La thérapie CAR-T est une immunothérapie qui consiste à reprogrammer les cellules T pour mieux attaquer les tumeurs. Dans l’illustration ci-dessus, on peut voir un lymphocyte T, en marron, attaquer les cellules cancéreuses, en violet.

La nouvelle thérapie cellulaire CAR T en est encore à ses débuts, et aucune donnée n’est encore disponible sur les taux de survie à long terme de ces patients. Néanmoins, les scientifiques estiment qu’il y a des raisons d’être optimiste.

La recherche « donne du crédit au pouvoir potentiel des cellules CAR-T pour faire une différence dans les tumeurs solides, en particulier celles du cerveau ». Dr Bryan Choiauteur principal de l'étude NEJM et chirurgien des tumeurs cérébrales au Massachusetts General Hospital, a déclaré Nature. « Cela ajoute à l'enthousiasme que nous pourrions être en mesure de faire avancer les choses. »

La thérapie cellulaire CART a été approuvée aux États-Unis pour traiter les cancers du sang, tels que lymphomes, certaines formes de leucémie et myélome multiple. Cependant, les scientifiques ont eu du mal à développer une thérapie pour les tumeurs solides, telles que le glioblastome, car les cellules qu'elles contiennent varient souvent dans leurs caractéristiques, ce qui signifie qu'elles disposent de davantage de moyens pour échapper aux système immunitaire.

Les nouveaux traitements ciblent les récepteurs couramment exprimés par les cellules de glioblastome, les sélectionnant ainsi pour leur destruction. L’étude NEJM a également fabriqué des lymphocytes T capables de produire des anticorps contre ces récepteurs, leur donnant ainsi un deuxième mode d’attaque. Davantage de données sont nécessaires pour évaluer les effets à long terme de ces nouveaux traitements, et des essais devront être menés sur des groupes de patients plus larges et plus diversifiés afin de déterminer leur pertinence plus large.

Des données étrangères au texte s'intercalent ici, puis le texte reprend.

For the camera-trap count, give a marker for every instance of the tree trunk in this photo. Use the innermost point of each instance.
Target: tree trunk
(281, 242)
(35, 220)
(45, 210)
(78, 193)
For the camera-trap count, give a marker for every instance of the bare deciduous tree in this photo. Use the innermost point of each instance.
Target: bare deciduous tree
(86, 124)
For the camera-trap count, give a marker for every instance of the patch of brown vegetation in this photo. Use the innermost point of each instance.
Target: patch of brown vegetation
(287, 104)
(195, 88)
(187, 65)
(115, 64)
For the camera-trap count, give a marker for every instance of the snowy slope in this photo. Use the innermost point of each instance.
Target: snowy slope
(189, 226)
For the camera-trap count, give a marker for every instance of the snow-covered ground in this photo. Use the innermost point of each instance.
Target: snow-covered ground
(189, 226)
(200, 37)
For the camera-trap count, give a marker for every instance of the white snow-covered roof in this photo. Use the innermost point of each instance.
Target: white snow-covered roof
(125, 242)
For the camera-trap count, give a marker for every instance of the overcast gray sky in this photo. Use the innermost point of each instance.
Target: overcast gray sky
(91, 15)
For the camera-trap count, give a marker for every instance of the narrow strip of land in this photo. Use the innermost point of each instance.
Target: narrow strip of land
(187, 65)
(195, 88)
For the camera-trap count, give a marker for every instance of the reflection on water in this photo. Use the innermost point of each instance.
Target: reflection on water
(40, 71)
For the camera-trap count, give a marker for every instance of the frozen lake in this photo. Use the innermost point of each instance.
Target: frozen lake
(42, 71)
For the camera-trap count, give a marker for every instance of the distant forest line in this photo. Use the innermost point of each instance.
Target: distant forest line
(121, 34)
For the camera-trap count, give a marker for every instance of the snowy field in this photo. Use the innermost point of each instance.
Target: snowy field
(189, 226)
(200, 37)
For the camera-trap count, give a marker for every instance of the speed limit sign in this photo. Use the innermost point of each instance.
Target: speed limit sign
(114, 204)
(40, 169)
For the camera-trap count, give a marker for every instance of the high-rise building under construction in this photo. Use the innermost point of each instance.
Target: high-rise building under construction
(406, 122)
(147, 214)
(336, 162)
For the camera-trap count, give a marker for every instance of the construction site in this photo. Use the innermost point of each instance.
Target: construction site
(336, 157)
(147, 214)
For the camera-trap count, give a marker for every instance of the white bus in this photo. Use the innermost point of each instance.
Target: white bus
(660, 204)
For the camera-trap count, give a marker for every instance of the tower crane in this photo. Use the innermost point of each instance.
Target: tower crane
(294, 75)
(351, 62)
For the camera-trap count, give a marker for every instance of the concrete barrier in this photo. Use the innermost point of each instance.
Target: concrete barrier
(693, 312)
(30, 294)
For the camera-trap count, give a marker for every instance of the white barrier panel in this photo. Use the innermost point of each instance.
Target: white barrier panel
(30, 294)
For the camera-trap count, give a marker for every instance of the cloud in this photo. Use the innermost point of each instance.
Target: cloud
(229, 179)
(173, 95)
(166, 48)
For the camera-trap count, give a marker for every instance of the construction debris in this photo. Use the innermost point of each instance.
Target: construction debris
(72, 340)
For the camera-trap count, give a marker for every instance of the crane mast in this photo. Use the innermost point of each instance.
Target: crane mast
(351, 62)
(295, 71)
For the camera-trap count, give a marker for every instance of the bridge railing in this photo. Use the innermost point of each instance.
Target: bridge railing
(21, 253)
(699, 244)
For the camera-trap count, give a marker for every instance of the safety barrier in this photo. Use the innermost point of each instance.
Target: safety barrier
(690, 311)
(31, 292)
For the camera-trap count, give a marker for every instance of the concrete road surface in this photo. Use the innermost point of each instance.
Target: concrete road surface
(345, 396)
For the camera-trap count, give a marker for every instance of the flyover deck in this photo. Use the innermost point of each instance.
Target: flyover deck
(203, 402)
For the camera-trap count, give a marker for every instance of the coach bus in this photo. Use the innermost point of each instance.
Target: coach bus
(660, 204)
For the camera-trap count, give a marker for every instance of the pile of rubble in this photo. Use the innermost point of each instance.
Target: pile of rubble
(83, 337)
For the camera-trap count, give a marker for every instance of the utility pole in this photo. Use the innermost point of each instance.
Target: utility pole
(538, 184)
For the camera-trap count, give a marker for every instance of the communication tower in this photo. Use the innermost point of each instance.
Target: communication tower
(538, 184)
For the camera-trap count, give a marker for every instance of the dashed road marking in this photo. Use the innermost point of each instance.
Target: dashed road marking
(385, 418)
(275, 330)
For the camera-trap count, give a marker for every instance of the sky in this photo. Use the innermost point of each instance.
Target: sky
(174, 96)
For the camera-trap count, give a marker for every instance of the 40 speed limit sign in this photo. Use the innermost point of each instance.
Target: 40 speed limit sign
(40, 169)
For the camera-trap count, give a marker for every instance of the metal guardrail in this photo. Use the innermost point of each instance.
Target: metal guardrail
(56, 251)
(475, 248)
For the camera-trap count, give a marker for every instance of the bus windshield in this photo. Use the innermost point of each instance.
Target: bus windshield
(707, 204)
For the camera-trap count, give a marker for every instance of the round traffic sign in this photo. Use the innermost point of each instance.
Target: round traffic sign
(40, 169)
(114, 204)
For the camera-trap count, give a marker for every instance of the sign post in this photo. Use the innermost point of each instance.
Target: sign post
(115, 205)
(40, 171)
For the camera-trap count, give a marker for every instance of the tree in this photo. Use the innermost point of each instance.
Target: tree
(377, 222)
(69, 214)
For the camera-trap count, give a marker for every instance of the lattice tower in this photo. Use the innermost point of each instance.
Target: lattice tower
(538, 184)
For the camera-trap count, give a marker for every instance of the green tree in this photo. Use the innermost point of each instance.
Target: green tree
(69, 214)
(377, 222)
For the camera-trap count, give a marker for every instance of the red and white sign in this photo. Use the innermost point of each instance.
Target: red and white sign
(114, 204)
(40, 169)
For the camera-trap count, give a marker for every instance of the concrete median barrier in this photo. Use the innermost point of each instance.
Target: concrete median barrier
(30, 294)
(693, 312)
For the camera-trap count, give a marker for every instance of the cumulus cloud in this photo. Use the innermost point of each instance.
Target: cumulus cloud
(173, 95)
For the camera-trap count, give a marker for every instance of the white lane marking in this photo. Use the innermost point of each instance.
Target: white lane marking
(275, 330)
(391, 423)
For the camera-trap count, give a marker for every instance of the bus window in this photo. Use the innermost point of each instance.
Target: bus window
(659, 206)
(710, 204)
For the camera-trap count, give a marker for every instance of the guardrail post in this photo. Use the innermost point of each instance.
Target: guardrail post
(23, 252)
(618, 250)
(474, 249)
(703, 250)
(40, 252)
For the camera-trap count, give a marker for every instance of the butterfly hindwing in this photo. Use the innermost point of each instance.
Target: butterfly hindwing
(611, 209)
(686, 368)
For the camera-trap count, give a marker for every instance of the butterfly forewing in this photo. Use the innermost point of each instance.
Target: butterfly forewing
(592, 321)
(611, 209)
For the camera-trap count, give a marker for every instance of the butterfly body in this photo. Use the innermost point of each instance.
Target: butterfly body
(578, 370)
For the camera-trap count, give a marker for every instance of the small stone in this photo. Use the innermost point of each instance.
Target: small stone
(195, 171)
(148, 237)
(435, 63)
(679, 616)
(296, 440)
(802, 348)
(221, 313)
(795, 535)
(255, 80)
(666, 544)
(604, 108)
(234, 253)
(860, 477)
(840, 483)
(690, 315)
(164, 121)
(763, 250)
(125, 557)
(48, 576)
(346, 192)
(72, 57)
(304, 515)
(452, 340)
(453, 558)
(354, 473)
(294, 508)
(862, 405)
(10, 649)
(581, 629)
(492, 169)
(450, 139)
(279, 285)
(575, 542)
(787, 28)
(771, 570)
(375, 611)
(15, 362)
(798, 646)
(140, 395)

« Ces résultats sont passionnants, mais ils ne sont également qu'un début : ils nous disent que nous sommes sur la bonne voie dans la recherche d'une thérapie susceptible de changer les perspectives de cette maladie incurable. » Dr Marcela Mausco-auteur principal de l'étude NEJM et directeur du programme d'immunologie cellulaire au Mass General Cancer Center du Massachusetts, a déclaré dans un communiqué. déclaration.